Son alimentos excelentes para la salud que cuando se abusa de ellos en la dieta pueden convertirse en un riesgo grave. Parece sorprendente, pero la realidad es que hay una serie de químicos y metales pesados presentes en los pescados, las nueces de Brasil y el arroz integral cuya ingesta diaria podría elevar los niveles en el cuerpo hasta provocar complicaciones en el cerebro, el corazón, la pérdida de cabello, erupciones cutáneas o alteraciones en el sistema nervisoso.

El contenido de arsénico del arroz es lo suficientemente elevado para que la UE regulara su ingesta diaria

El atún, por ejemplo, como muchos pescados, acumula mercurio. Más concretamente en forma de metilmercurio. En una dieta normal su toxicidad es inexistente, pero si abusamos de sus propiedades benefeciosas, como los ácidos omega 3 y su excelente fuente de proteínas sin grasas, podemos llegar a absorber este compuesto, que tiene más riesgos en el caso de las mujeres embarazadas ya que puede afectar a la formación del cerebro del embrión y a los niños hasta la pubertad. La exposición al mercurio puede generar además cefaleas, dificultad para dormir e incluso pérdida de memoria.

Nueces de Brasil. (iStock)
Nueces de Brasil. (iStock)

Si además lo acomapñáramos de arroz integral, que es un cereal que suelen recomendar los nutricionistas por su mayor contenido en fibra que el arroz blanco, añadiríamos arsénico. Obviamente, un plato de arroz integral, al igual que el atún, contiene unos niveles totalmente seguros, pero es cierto que desde hace una década se ha estudiado la presencia del químico para limitar su ingesta por cuestiones de seguridad alimentaria.

Lavar los cereales

La Agencia para la Seguridad Alimentaria Europea -EFSA- alertó ya en 2014 que mientras en el caso de otros cereales como el trigo, la presencia de arsénico se debía a una gran ingesta, en el caso del arroz había que vigilar los máximos diarios por su alto contenido. El motivo es que la planta absorbe una gran cantidad de arsénico del suelo y el agua. Aunque un consumo moderado de arroz evitará cualquier problema, se puede poner en remojo o lavarlo con agua como medida para eliminar gran parte del arsénico que acumula.
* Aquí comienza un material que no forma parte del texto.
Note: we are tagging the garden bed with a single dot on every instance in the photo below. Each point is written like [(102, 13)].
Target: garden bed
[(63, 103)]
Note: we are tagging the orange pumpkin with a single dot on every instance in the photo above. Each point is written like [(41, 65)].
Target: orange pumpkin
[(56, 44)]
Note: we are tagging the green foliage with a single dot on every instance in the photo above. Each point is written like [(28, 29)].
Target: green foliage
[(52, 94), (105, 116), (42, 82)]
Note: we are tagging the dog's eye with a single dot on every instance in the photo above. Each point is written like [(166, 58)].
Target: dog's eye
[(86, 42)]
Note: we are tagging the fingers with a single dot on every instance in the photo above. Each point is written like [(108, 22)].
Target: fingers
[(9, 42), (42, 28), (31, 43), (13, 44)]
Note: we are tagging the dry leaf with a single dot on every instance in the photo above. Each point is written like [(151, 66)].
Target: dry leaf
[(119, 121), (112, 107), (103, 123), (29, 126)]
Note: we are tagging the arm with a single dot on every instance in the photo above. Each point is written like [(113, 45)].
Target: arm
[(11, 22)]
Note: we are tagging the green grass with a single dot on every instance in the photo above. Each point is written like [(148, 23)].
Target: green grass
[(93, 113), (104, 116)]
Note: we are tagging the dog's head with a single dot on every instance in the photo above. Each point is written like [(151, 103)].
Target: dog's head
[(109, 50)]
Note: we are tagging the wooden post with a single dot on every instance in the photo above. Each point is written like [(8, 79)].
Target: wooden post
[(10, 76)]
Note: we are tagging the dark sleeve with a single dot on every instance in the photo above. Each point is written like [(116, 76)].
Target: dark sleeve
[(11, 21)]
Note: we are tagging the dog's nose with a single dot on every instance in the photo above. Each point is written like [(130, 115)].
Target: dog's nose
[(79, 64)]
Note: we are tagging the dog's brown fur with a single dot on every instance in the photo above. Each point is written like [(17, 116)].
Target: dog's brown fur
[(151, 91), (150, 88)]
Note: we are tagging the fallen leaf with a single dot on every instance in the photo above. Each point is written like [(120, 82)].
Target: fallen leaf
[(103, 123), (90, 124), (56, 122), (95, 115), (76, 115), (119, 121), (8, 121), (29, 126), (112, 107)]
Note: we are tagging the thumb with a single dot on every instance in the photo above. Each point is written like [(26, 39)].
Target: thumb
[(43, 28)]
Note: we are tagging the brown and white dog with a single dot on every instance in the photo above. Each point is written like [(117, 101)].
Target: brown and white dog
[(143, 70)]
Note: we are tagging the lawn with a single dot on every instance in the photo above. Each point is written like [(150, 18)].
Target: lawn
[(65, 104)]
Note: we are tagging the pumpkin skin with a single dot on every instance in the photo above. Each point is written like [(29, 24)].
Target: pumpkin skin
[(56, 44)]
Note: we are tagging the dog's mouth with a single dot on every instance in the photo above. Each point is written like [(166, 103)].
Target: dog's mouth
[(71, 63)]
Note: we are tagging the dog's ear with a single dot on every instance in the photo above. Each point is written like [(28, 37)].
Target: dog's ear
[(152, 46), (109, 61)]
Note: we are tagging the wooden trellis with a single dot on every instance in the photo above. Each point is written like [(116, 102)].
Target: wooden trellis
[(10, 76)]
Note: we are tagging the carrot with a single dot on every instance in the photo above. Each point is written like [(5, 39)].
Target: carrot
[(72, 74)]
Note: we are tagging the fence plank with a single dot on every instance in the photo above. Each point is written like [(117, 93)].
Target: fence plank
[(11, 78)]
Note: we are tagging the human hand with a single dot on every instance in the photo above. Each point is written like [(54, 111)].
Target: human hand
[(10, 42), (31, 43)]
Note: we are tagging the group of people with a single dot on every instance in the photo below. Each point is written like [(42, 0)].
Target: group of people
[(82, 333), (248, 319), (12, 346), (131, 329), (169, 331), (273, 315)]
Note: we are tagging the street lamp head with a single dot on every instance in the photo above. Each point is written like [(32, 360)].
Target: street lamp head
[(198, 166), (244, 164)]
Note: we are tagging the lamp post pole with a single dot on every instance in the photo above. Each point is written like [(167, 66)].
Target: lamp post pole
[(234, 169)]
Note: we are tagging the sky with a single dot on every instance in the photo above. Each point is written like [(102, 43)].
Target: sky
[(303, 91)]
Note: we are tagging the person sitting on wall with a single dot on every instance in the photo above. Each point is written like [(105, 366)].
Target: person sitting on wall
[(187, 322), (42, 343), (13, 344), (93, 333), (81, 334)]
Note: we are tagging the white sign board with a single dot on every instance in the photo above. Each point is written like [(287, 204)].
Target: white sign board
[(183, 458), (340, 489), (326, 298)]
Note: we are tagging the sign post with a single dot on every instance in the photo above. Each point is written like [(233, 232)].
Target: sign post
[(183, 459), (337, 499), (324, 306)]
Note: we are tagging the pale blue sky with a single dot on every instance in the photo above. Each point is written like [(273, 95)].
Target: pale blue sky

Las nueces de Brasil o amazónica, unas semillas que a veces se confunden con los frutos secos por su aspecto y el propio nombre, contienen una considerable cantidad de selenio. Su consumo en España es mucho menos habitual que el del arroz, por lo que las complicaciones derivadas de su ingesta son menores. En pequeñas dosis es un buen antioxidante, contiene grasas saludables y fibra, además de potasio, zinc y calcio, pero si se abusa, puede provocar una intoxicación cuyos efectos varían, pero que incluyen la pérdida de cabello o las erupciones cutáneas.